On Sunday, there were no major injuries as gunmen beat back the crowds and long lines of people formed, the witnesses said, and Washington said it was now able to get large numbers of Americans into the airport.
Britain’s defence ministry said seven Afghans were killed in the crush around the airport on Saturday as thousands tried to get a flight out, a week after the Islamist militants took control of the country.
“Conditions on the ground remain extremely challenging but we are doing everything we can to manage the situation as safely and securely as possible,” the ministry said.
A NATO official said at least 20 people have died in the past seven days in and around the airport. Some were shot and others died in stampedes, witnesses have said.
British Prime Minister Boris Johnson called a meeting of leaders of the Group of Seven wealthy nations on Tuesday to “ensure safe evacuations, prevent a humanitarian crisis and support the Afghan people”.
Panicked Afghans have tried to board flights out, fearing reprisals and a return to a harsh version of Islamic law the Sunni Muslim group exercised while in power two decades ago.
Leaders of the Taliban, who have sought to show a more moderate face since capturing Kabul last Sunday, have begun talks on forming a government.
The United States and other foreign countries including Britain have brought in several thousand troops to help evacuate foreign citizens and vulnerable Afghans, but have been careful to avoid clashes with the Taliban.
A Taliban official said “we are seeking complete clarity on foreign forces’ exit plan.”
“Managing chaos outside Kabul airport is a complex task,” the official, who spoke on the condition of anonymity, told Reuters.
On Sunday, a Pentagon spokesman said the US would deploy 18 commercial aircraft to transport people who have been flown out of Afghanistan.
Australia ran four flights into Kabul on Saturday, evacuating more than 300 people.
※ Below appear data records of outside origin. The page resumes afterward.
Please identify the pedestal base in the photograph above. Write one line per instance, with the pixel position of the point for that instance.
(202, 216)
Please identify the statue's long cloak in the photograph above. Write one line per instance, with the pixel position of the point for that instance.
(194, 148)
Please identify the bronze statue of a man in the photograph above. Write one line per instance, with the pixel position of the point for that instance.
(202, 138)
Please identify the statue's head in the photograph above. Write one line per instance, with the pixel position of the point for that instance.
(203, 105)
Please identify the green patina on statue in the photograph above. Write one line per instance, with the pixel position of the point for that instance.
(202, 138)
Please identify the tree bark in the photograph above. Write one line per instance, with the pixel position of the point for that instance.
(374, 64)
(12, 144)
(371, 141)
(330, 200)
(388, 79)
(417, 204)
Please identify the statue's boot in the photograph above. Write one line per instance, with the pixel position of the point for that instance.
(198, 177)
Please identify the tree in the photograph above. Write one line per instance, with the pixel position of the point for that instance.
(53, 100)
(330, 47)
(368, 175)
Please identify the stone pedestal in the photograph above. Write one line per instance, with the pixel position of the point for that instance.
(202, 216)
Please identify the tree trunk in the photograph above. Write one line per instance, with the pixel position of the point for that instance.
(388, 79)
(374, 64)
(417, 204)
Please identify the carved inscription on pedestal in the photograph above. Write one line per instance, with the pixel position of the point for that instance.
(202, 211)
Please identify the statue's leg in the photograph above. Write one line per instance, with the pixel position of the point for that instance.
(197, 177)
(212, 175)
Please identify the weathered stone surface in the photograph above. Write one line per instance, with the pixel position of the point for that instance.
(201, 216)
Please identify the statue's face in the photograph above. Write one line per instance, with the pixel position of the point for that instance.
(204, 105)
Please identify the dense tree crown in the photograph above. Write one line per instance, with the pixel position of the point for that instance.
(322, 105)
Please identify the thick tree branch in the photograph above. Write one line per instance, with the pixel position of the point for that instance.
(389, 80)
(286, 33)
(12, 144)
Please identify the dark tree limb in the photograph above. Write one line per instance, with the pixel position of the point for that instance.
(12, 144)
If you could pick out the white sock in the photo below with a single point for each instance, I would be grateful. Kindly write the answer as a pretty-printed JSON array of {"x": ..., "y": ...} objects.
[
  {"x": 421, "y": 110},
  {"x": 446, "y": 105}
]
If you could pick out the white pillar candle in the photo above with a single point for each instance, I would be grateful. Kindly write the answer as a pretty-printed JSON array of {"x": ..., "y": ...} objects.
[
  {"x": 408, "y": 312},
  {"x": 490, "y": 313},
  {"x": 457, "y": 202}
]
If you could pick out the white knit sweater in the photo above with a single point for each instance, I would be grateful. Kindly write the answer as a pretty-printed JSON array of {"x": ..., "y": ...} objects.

The Netherlands said it would increase its military presence in Afghanistan to help evacuation efforts.
President Vladimir Putin rejected the idea of sending evacuees to countries near Russia, saying he did not want “militants showing up here under cover of refugees”.
The Taliban’s seizure of power came as US-led forces were withdrawing after a 20-year war that President Joe Biden sought to conclude.
On Saturday, former President Donald Trump called it “the greatest foreign policy humiliation in US history, even though his administration negotiated the withdrawal deal last year.
Forces holding out against the Taliban in northern Afghanistan said this weekend they have taken three districts close to the Panjshir valley where remnants of government forces and other militia groups have gathered.
Ahmad Massoud, son of one of the heros of Afghanistan’s anti-Soviet resistance in the 1980s, said he would not surrender areas under his control to the Taliban, al-Arabiya TV reported on Sunday.
Massoud called on the formation of a comprehensive government to rule the country with the participation of the Taliban, warning that war will be “unavoidable” if the insurgents refuse dialogue, the TV channel said.
Taliban leaders are set to meet former governors and bureaucrats in more than 20 of Afghanistan’s 34 provinces over the next few days to ensure their safety and seek cooperation, the Taliban official said.